Republican Jim Jordan to push House speaker bid to floor vote
PHOTO CAPTION: House Judiciary Committee Chairman Rep. Jim Jordan (R-OH), a prime contender in the race to be the next Speaker of the U.S. House of Representatives, arrives for a House Republican Conference meeting as Republicans work to restart their effort to pick a new leader for the U.S. House of Representatives after party infighting led nominee Steve Scalise to withdraw from the race for speaker, on Capitol Hill in Washington, U.S., October 13, 2023. REUTERS/Elizabeth Frantz
By David Morgan
WASHINGTON (Reuters) - Hardline Republican Jim Jordan is set to take his sputtering bid for speaker to the floor of the U.S. House of Representatives this week, hoping to bulldoze opposition from dozens within his own party by applying pressure in a series of public votes.
The political civil war that has consumed House Republicans largely behind closed doors since former Speaker Kevin McCarthy's ouster on Oct. 3 has already consumed two weeks that Congress could have spent funding federal agencies ahead of a Nov. 17 shutdown deadline and aiding the war efforts of U.S. allies Israel and Ukraine.
With more than 50 Republicans opposed to Jordan, the show of dysfunction stands out for being driven by Republican infighting rather than Congress' more customary partisan squabbles.
House Republicans are expected to meet behind closed doors on Monday and plan a floor vote for speaker at noon EST (1600 GMT) on Tuesday.
"We want to go to the floor as soon as possible," Jordan told reporters after becoming his party's second speaker-designate in as many days last week.

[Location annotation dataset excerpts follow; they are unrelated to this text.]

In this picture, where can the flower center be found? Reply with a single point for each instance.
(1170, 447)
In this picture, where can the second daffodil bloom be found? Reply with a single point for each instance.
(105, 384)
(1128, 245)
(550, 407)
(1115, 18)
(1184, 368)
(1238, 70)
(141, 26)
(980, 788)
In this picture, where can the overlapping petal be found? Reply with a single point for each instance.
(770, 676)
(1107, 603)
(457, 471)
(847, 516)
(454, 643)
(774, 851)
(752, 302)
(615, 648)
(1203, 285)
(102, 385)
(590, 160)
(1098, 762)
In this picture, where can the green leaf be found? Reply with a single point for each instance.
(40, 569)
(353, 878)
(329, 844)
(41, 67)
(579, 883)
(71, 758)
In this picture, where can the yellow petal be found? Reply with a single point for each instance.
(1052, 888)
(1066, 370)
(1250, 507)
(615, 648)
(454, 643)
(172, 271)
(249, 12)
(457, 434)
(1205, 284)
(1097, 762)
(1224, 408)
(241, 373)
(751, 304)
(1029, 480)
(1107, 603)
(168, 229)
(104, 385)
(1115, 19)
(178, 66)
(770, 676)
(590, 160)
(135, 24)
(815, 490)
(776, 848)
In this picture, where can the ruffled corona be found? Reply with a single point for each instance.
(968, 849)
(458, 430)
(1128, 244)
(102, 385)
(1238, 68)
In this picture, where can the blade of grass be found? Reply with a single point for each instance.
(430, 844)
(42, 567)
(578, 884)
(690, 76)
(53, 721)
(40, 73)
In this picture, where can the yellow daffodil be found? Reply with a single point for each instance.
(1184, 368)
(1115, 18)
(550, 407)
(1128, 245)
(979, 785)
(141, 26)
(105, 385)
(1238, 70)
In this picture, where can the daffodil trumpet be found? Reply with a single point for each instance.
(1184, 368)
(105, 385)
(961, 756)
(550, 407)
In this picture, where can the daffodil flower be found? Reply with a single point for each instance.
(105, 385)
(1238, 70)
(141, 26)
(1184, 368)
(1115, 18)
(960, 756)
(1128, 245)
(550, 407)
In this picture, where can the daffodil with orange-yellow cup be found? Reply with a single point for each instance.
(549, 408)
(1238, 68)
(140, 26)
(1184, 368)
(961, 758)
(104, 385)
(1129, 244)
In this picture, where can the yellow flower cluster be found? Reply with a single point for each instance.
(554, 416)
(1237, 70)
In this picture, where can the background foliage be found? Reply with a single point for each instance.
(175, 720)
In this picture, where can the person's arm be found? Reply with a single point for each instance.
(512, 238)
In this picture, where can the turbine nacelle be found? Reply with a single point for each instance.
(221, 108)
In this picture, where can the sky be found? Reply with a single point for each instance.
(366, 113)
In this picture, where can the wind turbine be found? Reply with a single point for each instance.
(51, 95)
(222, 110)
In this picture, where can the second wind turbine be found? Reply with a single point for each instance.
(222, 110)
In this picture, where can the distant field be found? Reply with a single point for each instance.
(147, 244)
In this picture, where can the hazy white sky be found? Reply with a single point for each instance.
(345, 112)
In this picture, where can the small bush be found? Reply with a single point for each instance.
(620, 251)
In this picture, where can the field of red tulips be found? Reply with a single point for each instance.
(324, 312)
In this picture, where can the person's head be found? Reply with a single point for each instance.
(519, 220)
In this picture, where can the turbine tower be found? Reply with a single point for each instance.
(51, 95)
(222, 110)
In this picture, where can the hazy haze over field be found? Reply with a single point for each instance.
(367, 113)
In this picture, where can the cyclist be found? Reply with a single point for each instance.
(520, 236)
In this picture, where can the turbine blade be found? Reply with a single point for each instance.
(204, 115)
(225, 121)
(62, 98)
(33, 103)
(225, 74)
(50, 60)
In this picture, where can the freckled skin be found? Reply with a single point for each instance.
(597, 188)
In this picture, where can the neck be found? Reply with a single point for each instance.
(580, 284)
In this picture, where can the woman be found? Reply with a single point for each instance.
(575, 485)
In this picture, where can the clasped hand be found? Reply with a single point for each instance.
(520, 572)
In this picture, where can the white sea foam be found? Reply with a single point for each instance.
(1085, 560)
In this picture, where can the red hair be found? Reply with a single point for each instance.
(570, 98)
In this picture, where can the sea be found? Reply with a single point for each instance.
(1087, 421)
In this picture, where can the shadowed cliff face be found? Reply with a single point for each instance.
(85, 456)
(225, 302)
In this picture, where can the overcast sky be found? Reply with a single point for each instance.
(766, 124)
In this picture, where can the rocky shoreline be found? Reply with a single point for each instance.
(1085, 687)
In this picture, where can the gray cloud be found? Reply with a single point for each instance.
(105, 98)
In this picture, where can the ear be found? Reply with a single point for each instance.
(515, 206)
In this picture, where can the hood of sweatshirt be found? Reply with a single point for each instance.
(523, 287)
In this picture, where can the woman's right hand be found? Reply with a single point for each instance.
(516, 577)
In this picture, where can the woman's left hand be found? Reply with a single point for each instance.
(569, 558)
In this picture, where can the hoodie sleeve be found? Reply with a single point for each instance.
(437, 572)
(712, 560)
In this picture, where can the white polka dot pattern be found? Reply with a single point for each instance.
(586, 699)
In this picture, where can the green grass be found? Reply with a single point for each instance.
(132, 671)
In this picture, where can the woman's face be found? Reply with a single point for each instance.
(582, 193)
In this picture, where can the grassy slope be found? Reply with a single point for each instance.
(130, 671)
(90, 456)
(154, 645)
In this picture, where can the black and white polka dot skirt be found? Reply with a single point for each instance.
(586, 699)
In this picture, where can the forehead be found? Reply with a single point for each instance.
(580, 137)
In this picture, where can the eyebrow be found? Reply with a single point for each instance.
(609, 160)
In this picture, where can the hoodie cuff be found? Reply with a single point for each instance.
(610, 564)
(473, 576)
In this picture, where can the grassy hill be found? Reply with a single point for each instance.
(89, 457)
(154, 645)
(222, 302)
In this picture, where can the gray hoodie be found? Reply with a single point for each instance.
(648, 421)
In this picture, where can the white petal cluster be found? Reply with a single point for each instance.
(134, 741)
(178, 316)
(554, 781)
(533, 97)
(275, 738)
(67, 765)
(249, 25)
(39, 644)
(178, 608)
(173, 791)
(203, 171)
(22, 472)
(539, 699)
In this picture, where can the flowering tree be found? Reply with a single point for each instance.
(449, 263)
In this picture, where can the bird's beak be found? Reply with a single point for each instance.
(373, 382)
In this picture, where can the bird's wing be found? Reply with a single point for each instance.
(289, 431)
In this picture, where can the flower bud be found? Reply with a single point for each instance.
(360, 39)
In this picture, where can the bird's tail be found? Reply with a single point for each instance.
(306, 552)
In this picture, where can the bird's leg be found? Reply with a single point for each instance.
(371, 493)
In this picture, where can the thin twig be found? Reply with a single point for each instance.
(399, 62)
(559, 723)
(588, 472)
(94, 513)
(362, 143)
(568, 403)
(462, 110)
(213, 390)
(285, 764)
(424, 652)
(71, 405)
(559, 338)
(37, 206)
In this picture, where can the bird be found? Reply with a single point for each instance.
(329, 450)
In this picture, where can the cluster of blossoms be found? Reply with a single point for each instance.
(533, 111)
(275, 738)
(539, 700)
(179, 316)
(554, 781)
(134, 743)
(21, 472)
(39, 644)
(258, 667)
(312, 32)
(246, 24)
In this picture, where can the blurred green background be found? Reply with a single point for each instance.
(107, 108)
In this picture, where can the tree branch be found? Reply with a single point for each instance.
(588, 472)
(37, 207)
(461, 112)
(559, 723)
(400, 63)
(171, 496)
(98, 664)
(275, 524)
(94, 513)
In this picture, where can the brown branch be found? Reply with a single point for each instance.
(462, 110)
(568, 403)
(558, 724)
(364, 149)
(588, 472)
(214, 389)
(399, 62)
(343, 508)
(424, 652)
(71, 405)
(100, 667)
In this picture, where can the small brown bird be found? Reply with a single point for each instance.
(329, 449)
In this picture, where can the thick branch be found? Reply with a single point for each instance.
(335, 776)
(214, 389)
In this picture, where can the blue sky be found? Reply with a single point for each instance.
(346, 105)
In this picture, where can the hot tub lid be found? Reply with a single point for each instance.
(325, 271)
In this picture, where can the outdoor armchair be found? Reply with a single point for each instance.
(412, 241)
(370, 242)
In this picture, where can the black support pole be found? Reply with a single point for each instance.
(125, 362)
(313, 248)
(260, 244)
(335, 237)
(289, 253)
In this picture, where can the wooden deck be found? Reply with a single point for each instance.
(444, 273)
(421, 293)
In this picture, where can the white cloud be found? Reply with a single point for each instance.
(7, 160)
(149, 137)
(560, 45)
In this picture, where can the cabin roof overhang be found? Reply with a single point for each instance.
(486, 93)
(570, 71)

But with moderate Republicans already in talks with Democrats about a bipartisan alternative, the coming week could hold some surprises, particularly for hardline conservatives who have blocked progress on 2024 spending and ultimately ejected McCarthy from the top job.
"When we get back to Washington ... it's important to begin to formalize those discussions," House Democratic leader Hakeem Jeffries told NBC's "Meet the Press" on Sunday.
Even Jordan supporters recognize the possibility of Democrats helping to elect an alternative candidate if Republicans cannot agree on a speaker among themselves.
"I would prefer there to be a Republican solution," Representative Mike Turner, who backs Jordan, told CBS' "Face the Nation."
"If there is a need, if the radical ... handful of people in the Republican side make us unable to return to general work on the House, then I think obviously a deal will have to be done," Turner said.
Jordan needs 217 Republican votes to be elected speaker on the floor over Democratic opposition, meaning that he can afford to lose no more than four party votes from a slim 221-212 House Republican majority.
But 55 Republicans opposed the Ohio Republican in a secret ballot on Friday, some of them bristling with hostility after No. 2 House Republican Steve Scalise was forced to withdraw from the speaker's race a day after being chosen as the party's first nominee, due to opposition from Jordan supporters.
"Jordan won't get the votes," said Representative Vern Buchanan, a Scalise supporter angered by the way the former candidate was treated by Jordan's supporters.
Others worry that the speaker's contest shows House Republicans to be at the mercy of an insidious strain of dysfunction.
"We've allowed a different process of democracy to take hold within our own conference, which is that majority doesn't rule," Representative Dan Crenshaw, a Jordan supporter, told CNN on Sunday.
"We've gotten away from that basic principle, and that's really killing us," the Texas Republican said.
Up to now, Jordan, his supporters and other Republicans have pushed to keep the fight for the speakership behind closed doors to avoid a recurrence of the public spectacle in January, when hardliners forced McCarthy to weather 15 grueling floor votes before being elected.
But Jordan supporters are now gambling that his endorsement by former President Donald Trump, and his popularity with the party's Trump wing and other Republicans, will undermine opposition in a series of recorded public floor votes.
"It's been said Jesus couldn't get to 217 in this conference, right? I think he'll have an easier time getting to 217 on the floor than Kevin did in January," said Representative Thomas Massie, a Jordan supporter.
It is not clear how resolved establishment and centrist Republicans who oppose Jordan will prove to be in public.
But Jordan's problems could extend beyond the dynamics of the speaker's race.
The co-founder of the ultraconservative House Freedom Caucus - whose hardball tactics made him the bane of successive speakers - also faces a lack of trust among centrist Republicans who remember him as one of the chamber's "legislative terrorists," despite his recent alignment with McCarthy.
While McCarthy was the first speaker in U.S. history ousted by a vote of the chamber, the last two Republicans to hold the job - John Boehner and Paul Ryan - also left under pressure from their right flanks.
Some of Jordan's opponents predict that other Republican candidates for speaker will jump into the race if he fails to get elected on the floor.
Should Jordan's bid for speaker stall, Republicans have identified several possibilities including No. 3 House Republican Tom Emmer, conservative Representatives Kevin Hern and Byron Donalds as well as acting Speaker Patrick McHenry, who is presiding over the speaker election.